The CDC could not nail down a definitive source of the cluster of cases. They concluded their report by writing, "Caring for immunosuppressed patients in negative-pressure environments has been previously identified as a risk factor for invasive mold infections, possibly related to the potential to concentrate dust and mold spores in these rooms." But they stopped short of saying the infections were hospital-acquired or naming the precise source.
The UPMC commissioned hospital environmental specialists to inspect the Paris Healthcare Linen facility, the source of the hospitals' linens. The inspectors found wet sheets delivered to one of the hospital laundry areas had heavy fungus growth and they reported finding lint and mold near vents blowing air used to dry linens that went to UPMC facilities.
Hospitals, and the linens used by them, are bound by very strict accreditation standards and are regularly inspected for compliance with those standards. The Healthcare Laundry Accreditation Council requires accredited laundry facilities that process reusable textiles for healthcare organizations to maintain certain levels of cleanliness. The standards apply to the facilities, the processes, and the linens themselves. Laundries are inspected every three years to maintain their accreditation.

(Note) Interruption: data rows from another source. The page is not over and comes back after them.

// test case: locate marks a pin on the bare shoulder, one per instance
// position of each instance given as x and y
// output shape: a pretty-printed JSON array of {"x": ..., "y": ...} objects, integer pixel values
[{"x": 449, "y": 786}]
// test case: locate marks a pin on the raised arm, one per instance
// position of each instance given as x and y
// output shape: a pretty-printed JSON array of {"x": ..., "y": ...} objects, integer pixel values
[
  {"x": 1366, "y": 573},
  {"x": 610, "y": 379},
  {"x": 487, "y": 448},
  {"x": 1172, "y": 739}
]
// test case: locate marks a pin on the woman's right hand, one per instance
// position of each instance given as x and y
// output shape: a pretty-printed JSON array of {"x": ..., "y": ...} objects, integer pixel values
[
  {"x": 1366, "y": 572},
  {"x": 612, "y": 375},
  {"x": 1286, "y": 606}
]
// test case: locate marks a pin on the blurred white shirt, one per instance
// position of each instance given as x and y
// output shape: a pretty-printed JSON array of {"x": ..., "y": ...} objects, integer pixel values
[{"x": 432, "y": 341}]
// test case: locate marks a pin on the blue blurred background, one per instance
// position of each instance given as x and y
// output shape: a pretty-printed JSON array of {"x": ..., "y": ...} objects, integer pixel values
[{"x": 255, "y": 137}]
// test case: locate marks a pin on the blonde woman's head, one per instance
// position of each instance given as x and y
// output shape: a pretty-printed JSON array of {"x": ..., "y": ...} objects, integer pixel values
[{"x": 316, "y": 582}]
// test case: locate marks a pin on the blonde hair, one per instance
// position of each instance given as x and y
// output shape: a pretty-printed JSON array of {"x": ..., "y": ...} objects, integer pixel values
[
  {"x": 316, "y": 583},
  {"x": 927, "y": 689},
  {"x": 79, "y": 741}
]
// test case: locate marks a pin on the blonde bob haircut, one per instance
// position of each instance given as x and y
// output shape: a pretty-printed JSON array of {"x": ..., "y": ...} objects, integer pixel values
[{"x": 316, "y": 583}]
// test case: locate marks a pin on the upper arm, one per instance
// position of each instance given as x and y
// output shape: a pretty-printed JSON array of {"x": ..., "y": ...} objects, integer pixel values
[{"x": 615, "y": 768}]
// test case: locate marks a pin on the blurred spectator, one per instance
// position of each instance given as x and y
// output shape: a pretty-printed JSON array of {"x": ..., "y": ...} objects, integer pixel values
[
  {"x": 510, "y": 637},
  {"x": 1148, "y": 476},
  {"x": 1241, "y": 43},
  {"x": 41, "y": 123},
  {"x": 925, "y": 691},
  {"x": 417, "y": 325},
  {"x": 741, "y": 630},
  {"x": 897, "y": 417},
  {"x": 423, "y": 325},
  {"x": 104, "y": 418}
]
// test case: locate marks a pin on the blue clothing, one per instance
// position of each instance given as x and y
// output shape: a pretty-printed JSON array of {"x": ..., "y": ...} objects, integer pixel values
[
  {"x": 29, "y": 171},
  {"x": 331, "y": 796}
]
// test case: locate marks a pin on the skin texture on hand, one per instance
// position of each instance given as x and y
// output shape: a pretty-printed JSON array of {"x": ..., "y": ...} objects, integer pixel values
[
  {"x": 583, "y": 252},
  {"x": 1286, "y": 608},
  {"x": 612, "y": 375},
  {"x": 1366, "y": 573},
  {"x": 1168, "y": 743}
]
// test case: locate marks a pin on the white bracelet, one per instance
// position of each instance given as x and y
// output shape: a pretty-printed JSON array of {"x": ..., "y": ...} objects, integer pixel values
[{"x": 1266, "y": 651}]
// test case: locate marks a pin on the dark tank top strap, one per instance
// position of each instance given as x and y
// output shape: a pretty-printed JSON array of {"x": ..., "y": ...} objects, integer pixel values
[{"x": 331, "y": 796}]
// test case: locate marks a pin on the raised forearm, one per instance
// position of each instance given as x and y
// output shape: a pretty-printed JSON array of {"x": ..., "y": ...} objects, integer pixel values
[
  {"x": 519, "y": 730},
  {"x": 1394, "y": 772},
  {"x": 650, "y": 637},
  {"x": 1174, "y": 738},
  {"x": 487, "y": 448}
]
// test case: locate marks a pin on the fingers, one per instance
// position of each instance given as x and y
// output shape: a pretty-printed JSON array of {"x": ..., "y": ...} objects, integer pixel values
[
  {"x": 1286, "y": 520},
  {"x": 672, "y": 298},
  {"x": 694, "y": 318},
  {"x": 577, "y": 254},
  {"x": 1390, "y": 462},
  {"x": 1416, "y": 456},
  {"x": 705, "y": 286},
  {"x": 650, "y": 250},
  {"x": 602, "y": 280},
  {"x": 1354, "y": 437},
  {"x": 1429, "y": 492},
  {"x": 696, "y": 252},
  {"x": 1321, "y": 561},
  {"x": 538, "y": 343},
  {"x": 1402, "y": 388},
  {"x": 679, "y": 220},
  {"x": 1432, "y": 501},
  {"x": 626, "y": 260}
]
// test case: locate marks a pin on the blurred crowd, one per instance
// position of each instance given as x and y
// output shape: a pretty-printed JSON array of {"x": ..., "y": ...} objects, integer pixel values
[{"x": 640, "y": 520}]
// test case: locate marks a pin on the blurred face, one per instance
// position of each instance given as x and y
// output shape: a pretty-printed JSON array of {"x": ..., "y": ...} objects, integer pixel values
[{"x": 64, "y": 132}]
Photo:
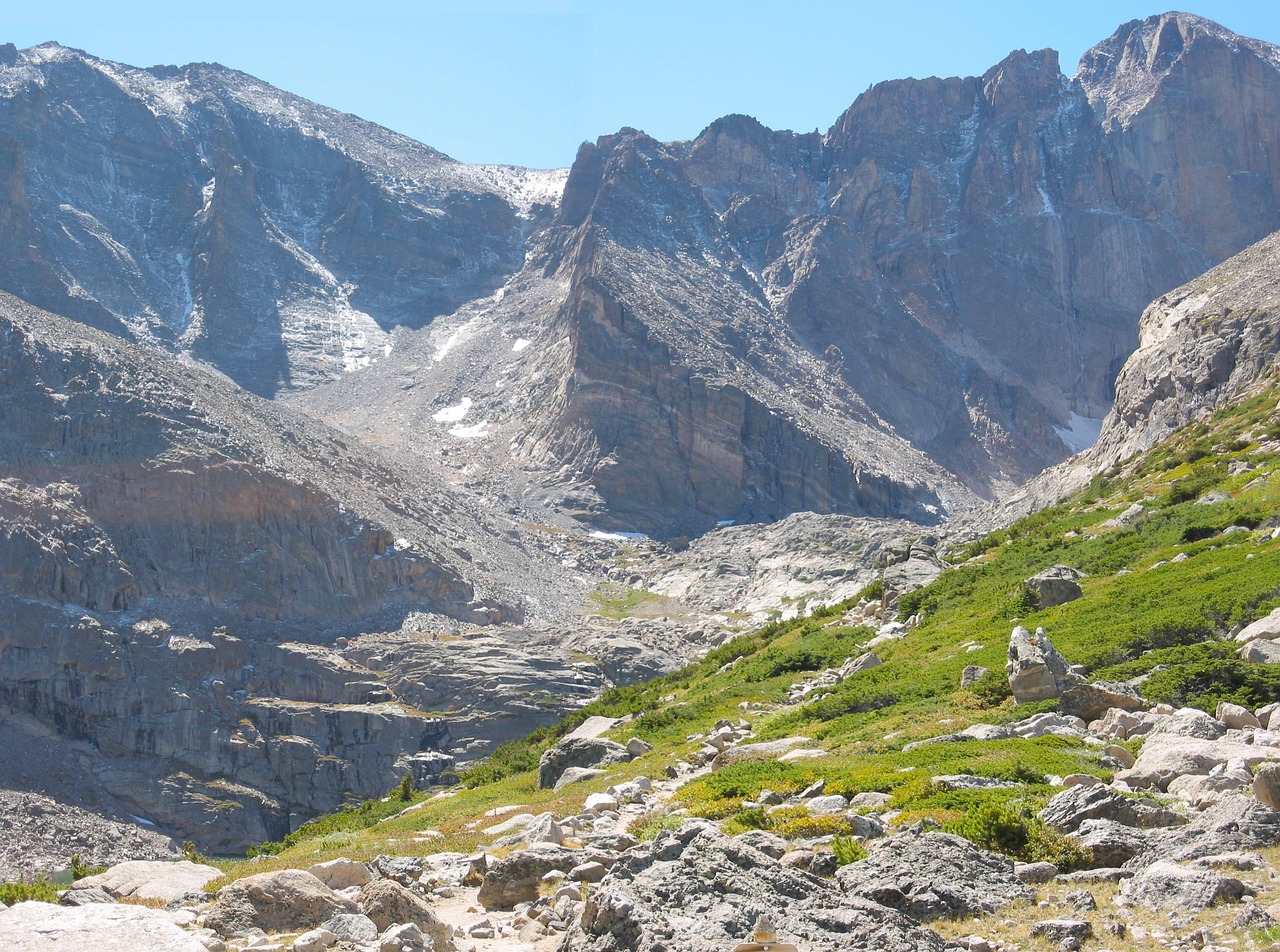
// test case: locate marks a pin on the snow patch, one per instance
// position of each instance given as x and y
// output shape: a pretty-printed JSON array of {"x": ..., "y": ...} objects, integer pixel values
[
  {"x": 1080, "y": 433},
  {"x": 452, "y": 415}
]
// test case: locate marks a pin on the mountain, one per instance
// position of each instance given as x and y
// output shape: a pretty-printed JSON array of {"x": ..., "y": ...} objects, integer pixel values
[
  {"x": 202, "y": 211},
  {"x": 914, "y": 311}
]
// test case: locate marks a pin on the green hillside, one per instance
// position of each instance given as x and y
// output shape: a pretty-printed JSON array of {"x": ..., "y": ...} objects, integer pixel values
[{"x": 1164, "y": 590}]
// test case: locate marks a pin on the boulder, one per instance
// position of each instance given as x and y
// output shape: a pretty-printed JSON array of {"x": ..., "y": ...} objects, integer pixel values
[
  {"x": 1095, "y": 699},
  {"x": 1188, "y": 722},
  {"x": 41, "y": 927},
  {"x": 1261, "y": 651},
  {"x": 513, "y": 878},
  {"x": 282, "y": 901},
  {"x": 389, "y": 904},
  {"x": 1235, "y": 715},
  {"x": 1059, "y": 930},
  {"x": 933, "y": 875},
  {"x": 1266, "y": 785},
  {"x": 767, "y": 843},
  {"x": 1265, "y": 628},
  {"x": 1165, "y": 756},
  {"x": 576, "y": 774},
  {"x": 1055, "y": 585},
  {"x": 1065, "y": 811},
  {"x": 341, "y": 874},
  {"x": 1036, "y": 671},
  {"x": 1111, "y": 843},
  {"x": 594, "y": 753},
  {"x": 599, "y": 802},
  {"x": 152, "y": 879},
  {"x": 85, "y": 897},
  {"x": 1233, "y": 824},
  {"x": 698, "y": 891},
  {"x": 405, "y": 937},
  {"x": 315, "y": 941},
  {"x": 355, "y": 928},
  {"x": 1166, "y": 886}
]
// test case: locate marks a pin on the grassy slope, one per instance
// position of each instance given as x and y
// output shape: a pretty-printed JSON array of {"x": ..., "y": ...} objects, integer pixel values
[{"x": 1134, "y": 618}]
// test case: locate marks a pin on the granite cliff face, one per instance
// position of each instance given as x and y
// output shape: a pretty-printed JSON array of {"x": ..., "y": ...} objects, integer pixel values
[
  {"x": 919, "y": 309},
  {"x": 184, "y": 573},
  {"x": 206, "y": 213}
]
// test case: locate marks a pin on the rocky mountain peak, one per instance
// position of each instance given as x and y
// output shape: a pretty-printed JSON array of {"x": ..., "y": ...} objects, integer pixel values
[{"x": 1121, "y": 74}]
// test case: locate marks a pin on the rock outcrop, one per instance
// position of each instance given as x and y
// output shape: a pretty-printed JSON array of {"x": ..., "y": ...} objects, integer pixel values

According to Paris Healthcare Linens, it is certified by the Healthcare Laundry Accreditation Council. Does that mean the linens delivered to the Pittsburgh hospitals were not contaminated? Not necessarily.
If the fungus did come from linens, it's not likely they would have been dangerous to a non-immune compromised person. The patients infected with fungus were very sick and had medical issues that made them extra sensitive to mold that doesn't affect the rest of us. That said, nobody wants moldy sheets or linens.
Mold's favorite places to grow are wherever it's warm, moist, and dark. It would not grow on dry, clean sheets, whether from a hospital laundry or in your own home, but it will grow on that wet beach towel you threw in the bottom of the closet and forgot about it. Any towel that sits around wet could potentially be growing unfriendly microbes, so hang them to dry and change them out frequently for clean ones. A good washing and thorough drying will help, and to get rid of mildew smell, add some bleach or white vinegar to the wash.
We may not be any closer to figuring this medical mystery out. In the end, the legal aspect of this matter will be decided in court. Preventing further infections will be responsibility of healthcare providers. The unfortunate truth is that the sickest patients are the most vulnerable to microbes the rest of us come in contact with every day.